6. Put your phone away: seriously, unless you’re waiting on a very important call from your boss, wife, hubby or that hot chick you met in the line at ‘Doughnut Time’, put your bloody phone away. Between your irritating message alert and your hunched over posture as you bang away on your smartphone, you’re not doing your training session any good.

7. Leave the ego at home: I’m sure we’ve all born witness to the guy or gal in the gym who loses the plot over a missed rep or forgetting their hand panties, sorry, I mean workout gloves. Being honest, I was once one of those gym rats who took it all too seriously and got way too stressed. It may take a while, but learning to accept that our body knows best and often want’s us to slow up or leave a rep in the tank, is a lesson worth paying attention to.

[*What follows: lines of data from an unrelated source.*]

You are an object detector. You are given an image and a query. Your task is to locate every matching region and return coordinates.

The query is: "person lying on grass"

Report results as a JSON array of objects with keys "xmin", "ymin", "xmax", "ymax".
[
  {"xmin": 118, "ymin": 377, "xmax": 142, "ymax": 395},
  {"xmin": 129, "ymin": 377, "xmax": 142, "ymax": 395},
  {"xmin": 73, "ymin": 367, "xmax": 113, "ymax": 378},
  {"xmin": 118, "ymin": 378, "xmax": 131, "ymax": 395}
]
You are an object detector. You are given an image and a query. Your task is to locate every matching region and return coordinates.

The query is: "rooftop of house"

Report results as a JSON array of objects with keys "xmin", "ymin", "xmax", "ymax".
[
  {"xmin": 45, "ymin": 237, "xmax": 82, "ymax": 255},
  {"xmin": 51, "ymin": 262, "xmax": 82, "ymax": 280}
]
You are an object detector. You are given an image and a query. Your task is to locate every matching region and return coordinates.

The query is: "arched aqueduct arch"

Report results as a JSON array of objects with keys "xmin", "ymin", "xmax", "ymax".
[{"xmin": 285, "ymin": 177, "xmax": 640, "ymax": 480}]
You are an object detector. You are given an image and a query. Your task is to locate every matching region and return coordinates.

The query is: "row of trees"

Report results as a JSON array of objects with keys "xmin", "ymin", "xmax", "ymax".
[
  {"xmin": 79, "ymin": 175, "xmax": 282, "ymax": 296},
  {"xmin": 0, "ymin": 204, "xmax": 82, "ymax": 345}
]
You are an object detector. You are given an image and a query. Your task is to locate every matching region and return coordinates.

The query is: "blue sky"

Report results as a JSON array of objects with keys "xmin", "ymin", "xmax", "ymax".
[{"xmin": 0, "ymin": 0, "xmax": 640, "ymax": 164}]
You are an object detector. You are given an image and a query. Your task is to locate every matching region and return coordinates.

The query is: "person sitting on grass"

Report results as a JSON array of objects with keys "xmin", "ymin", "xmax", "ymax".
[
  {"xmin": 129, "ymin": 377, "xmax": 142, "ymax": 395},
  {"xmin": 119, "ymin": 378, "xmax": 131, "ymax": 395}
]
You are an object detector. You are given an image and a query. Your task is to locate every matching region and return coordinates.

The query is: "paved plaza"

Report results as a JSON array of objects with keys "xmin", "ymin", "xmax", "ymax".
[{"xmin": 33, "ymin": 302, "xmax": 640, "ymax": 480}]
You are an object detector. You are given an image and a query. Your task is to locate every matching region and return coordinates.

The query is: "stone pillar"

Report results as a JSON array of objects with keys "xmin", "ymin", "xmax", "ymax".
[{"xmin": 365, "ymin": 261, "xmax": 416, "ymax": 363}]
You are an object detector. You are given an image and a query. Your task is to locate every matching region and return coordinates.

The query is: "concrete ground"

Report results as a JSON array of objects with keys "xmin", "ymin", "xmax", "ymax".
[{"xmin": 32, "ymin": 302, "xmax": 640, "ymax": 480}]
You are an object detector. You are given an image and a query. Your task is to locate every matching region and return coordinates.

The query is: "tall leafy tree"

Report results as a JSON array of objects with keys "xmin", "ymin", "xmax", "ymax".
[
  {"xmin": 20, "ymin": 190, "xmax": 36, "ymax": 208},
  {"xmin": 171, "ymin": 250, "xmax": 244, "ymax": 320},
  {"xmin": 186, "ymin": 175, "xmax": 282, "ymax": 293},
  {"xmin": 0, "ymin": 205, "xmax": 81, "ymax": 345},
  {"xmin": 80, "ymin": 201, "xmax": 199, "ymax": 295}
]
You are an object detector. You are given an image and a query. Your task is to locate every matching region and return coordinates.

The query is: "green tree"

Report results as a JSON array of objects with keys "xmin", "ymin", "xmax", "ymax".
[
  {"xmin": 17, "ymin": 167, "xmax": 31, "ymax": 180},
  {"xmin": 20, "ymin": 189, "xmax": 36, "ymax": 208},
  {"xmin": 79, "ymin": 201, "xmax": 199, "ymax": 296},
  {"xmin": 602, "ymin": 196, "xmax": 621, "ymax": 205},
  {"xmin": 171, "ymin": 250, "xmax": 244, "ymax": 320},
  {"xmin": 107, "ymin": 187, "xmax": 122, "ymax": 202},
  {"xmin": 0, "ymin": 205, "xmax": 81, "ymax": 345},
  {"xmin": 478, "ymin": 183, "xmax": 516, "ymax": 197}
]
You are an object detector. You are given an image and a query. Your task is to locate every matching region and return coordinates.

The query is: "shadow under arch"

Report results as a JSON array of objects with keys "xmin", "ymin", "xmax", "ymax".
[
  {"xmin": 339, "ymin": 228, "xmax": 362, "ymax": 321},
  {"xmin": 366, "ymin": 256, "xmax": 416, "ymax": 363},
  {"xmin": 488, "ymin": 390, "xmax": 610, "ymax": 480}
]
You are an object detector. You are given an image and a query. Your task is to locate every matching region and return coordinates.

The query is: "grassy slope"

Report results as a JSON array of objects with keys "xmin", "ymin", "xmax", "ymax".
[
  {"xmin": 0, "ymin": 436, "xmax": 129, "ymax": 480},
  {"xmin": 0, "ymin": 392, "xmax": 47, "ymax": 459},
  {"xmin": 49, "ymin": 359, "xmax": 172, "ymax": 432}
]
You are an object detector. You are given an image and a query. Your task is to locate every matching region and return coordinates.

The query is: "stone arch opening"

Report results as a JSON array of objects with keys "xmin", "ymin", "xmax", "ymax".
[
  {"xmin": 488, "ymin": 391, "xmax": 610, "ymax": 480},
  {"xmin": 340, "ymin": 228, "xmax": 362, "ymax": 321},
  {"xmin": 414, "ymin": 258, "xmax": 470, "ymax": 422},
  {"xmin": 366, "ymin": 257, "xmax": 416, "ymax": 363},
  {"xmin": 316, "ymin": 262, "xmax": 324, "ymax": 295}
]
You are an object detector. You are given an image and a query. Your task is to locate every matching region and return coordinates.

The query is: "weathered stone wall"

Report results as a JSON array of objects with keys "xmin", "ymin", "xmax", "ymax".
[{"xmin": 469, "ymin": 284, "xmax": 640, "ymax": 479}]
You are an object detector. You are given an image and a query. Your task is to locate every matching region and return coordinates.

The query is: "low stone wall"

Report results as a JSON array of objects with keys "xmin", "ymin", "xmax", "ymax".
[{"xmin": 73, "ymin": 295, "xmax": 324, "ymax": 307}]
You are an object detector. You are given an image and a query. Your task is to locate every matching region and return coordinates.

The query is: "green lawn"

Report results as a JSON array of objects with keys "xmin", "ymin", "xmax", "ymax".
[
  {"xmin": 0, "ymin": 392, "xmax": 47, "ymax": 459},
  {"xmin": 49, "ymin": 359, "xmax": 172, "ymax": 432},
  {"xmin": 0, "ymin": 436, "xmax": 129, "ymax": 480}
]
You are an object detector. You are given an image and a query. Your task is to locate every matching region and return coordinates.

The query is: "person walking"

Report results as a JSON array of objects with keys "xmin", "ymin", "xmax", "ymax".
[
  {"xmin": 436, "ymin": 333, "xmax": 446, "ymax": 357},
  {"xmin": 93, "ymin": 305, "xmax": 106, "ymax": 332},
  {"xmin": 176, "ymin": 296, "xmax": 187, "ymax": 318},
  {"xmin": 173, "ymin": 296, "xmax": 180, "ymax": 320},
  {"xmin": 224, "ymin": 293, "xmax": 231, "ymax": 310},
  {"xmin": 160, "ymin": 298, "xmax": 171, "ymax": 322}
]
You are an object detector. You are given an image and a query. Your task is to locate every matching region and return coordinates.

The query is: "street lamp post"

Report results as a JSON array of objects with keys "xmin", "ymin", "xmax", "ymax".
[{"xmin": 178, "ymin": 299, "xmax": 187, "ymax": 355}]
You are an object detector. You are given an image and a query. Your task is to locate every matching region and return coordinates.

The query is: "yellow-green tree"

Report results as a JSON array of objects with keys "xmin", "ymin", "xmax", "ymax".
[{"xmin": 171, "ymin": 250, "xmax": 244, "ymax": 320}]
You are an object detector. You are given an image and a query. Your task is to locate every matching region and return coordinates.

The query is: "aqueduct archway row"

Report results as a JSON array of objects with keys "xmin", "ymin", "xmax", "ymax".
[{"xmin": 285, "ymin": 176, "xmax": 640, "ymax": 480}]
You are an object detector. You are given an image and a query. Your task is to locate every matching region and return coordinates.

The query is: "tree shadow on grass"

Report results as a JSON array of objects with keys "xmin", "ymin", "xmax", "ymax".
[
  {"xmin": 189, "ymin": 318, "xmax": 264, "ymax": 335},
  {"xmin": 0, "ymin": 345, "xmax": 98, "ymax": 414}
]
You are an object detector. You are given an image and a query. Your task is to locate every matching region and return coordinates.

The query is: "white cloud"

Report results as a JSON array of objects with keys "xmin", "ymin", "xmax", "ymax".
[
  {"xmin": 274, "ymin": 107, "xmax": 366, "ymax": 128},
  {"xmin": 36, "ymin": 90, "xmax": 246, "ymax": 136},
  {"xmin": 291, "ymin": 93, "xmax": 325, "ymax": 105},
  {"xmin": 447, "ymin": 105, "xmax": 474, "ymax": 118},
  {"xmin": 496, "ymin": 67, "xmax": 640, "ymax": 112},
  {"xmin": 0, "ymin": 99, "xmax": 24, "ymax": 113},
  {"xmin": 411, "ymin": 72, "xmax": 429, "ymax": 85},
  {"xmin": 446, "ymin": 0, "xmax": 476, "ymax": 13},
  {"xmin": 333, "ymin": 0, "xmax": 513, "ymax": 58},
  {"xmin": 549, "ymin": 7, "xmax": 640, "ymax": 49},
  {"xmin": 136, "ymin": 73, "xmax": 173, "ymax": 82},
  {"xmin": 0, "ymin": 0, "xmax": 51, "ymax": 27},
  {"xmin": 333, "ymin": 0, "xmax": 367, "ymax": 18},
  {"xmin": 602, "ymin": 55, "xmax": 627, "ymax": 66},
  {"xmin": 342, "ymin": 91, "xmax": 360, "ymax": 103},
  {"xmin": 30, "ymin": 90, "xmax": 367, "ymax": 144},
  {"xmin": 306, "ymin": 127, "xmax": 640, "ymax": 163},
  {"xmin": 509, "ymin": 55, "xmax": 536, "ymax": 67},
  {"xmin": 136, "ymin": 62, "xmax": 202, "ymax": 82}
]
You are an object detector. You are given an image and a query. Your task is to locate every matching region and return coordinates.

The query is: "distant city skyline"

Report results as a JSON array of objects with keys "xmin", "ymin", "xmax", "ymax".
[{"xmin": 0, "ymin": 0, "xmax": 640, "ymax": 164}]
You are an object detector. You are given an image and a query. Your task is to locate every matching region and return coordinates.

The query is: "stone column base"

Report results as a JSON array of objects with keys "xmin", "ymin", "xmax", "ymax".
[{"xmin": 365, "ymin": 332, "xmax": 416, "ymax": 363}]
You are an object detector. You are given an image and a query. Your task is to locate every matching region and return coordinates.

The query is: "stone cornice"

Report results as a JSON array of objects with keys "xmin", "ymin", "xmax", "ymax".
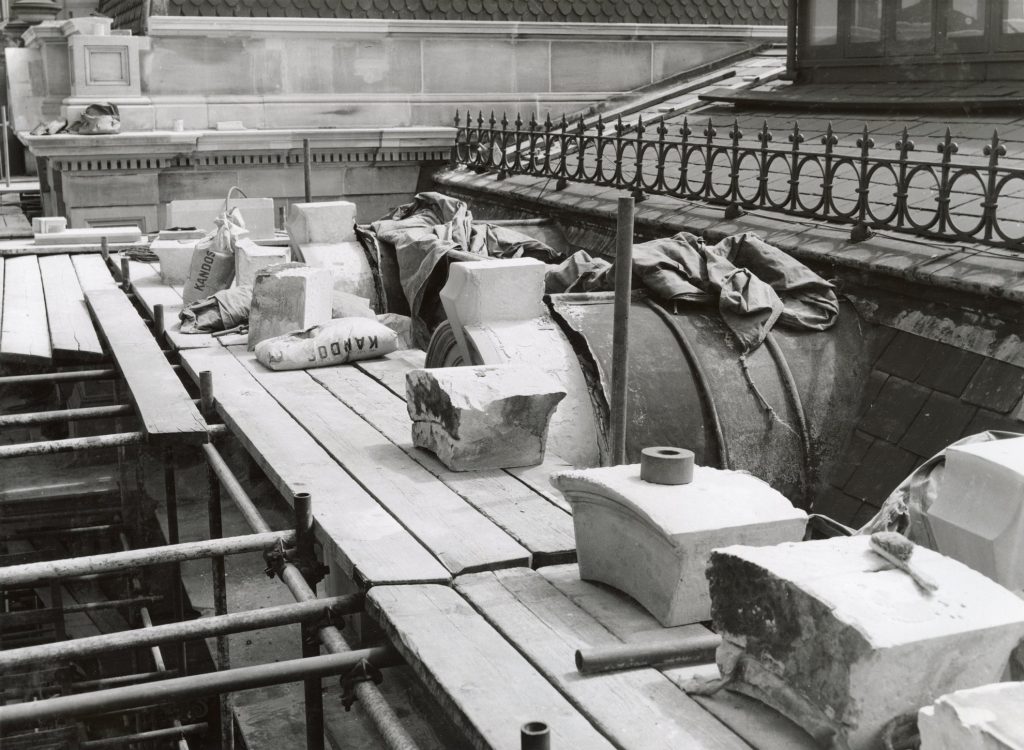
[
  {"xmin": 18, "ymin": 127, "xmax": 455, "ymax": 171},
  {"xmin": 148, "ymin": 15, "xmax": 785, "ymax": 41}
]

8. Cover the essentials: for those who want to go pump arms and chest 5 days a week, well done; you’ll be making new friends soon with a physiotherapist, chiropractor, orthopaedic surgeon etal. Your training plan (you do have a plan don’t you?) may have a particular focus at a particular time, but always get in some Squatting, Lifting things off the floor, pulling and pushing, working your midsection and probably do some stuff that gets you out of breath too.

9. Keep records: how do you know you’re stronger now than 20 weeks ago? How do know how you got stronger? Why haven’t you gotten as strong as you anticipated? For a start, if you’re not measuring it you’re not managing it. Keep notes along with your plan. Note the weights, reps and sets or how you deviated from the written plan. By doing this every session for a few seconds will give you a wealth of information for future reference. Case in point: I have records going back to 1989 when I was a young up and coming cyclist.

10. Find solace in gratitude: maybe not something you’d expect on a gym to-do list but, we all get those training sessions where we could let the ego take over and go all Hulk-like or, we can learn to stand back, take a breath or two and think of something less unpleasant and realistic. We all have things that happen each and every day which we are thankful for. The smile of our child, the awesome coffee at breakfast, the blue sky, or that hot chick in the line of Doughnut Time. While seemingly inconsequential, making a habit of acknowledging the little good things holds just enough meaning to put a smile on one’s dial.